Holding hands, they walked to the clearing. The flag which Arnold and the President had raised was frayed, but whole, tangled amongst the brush where the storm had tossed it. Gilligan carpentered a new flag pole while Mary Ann attached the red white and blue canvas to a rope lanyard.

"Ready?," she asked.

Gilligan paused. He was thoughtful, running his hands over the colored cloth.

"What is it?," Mary Ann asked him.

Thoughtfully he replied, "This isn't the right flag." He looked at her for a moment, then drew his old sailor's pocket knife, and began carefully cutting.
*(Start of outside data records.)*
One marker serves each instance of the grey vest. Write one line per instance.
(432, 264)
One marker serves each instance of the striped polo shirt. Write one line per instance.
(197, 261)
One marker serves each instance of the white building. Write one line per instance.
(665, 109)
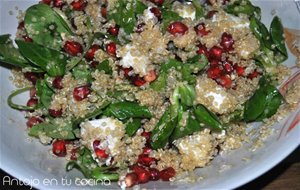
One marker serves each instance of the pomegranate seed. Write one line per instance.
(144, 176)
(140, 28)
(202, 50)
(27, 38)
(57, 83)
(21, 25)
(79, 5)
(103, 12)
(225, 81)
(73, 48)
(177, 28)
(210, 14)
(32, 102)
(58, 3)
(138, 81)
(201, 30)
(55, 113)
(167, 173)
(81, 92)
(131, 179)
(101, 153)
(59, 148)
(156, 11)
(114, 30)
(32, 92)
(150, 77)
(216, 52)
(154, 174)
(147, 150)
(214, 72)
(47, 2)
(32, 77)
(96, 144)
(111, 48)
(253, 75)
(146, 160)
(227, 41)
(33, 121)
(158, 2)
(240, 71)
(90, 54)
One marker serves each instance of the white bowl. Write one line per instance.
(30, 162)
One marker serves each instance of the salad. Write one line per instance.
(144, 90)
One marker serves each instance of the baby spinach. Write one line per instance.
(264, 103)
(126, 110)
(51, 61)
(45, 26)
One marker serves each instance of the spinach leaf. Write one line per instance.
(45, 26)
(126, 110)
(53, 130)
(51, 61)
(44, 92)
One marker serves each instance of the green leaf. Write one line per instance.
(53, 130)
(45, 26)
(208, 118)
(132, 126)
(126, 110)
(104, 66)
(51, 61)
(44, 92)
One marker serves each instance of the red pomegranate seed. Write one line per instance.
(144, 176)
(240, 71)
(57, 83)
(151, 76)
(103, 12)
(147, 150)
(227, 41)
(59, 148)
(140, 28)
(201, 30)
(81, 92)
(210, 14)
(32, 102)
(146, 160)
(158, 2)
(225, 81)
(167, 173)
(253, 75)
(156, 11)
(73, 48)
(79, 5)
(131, 179)
(90, 54)
(58, 3)
(21, 25)
(114, 30)
(101, 153)
(138, 81)
(216, 52)
(111, 48)
(47, 2)
(33, 121)
(154, 174)
(177, 28)
(202, 50)
(32, 92)
(214, 72)
(27, 38)
(55, 113)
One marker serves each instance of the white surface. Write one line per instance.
(29, 160)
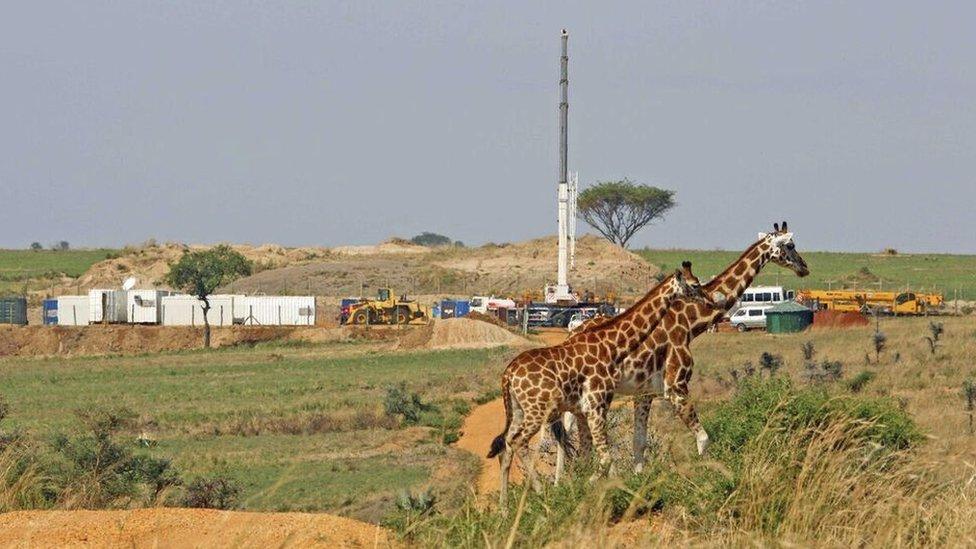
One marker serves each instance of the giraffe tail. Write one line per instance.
(498, 443)
(559, 434)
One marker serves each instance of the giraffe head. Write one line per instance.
(783, 250)
(685, 284)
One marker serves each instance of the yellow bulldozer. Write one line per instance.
(387, 309)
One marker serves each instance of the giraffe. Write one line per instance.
(662, 363)
(577, 376)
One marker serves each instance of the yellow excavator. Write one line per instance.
(387, 309)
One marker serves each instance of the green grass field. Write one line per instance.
(298, 427)
(921, 272)
(20, 268)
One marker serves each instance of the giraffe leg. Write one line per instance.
(585, 437)
(533, 422)
(596, 419)
(505, 457)
(677, 376)
(642, 410)
(567, 424)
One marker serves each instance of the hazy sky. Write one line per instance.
(337, 123)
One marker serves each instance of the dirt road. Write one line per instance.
(480, 427)
(170, 527)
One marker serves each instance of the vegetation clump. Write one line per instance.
(212, 493)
First he removed the blue background with the white star. Then, the white stripes. When he was done, their new flag was seven red stripes of uneven length, tattered but eloquent. Later they threw the blue and white cloth they'd purged into the flaming lava flow.

Together they pulled the lanyard, hoisting their banner. "We christen our home, 'New Eden'," said Mary Ann.

And there they stood, holding hands, looking with hope into the future. Their children went on to populate a new world, free of greed and selfishness and murder and war, and they lived together in peace with the bountiful fruits of the earth, given to them gladly, through all the ages to come.


Natasha has just come up to the window from the courtyard and opened it wider so that the air may enter more freely into my room. I can see the bright green strip of grass beneath the wall, and the clear blue sky above the wall, and sunlight everywhere. Life is beautiful. Let future generations cleanse it of all evil, oppression, and violence and enjoy it to the full.
— Leon Trotsky, February 27, 1940, Coyoacan, Mexico.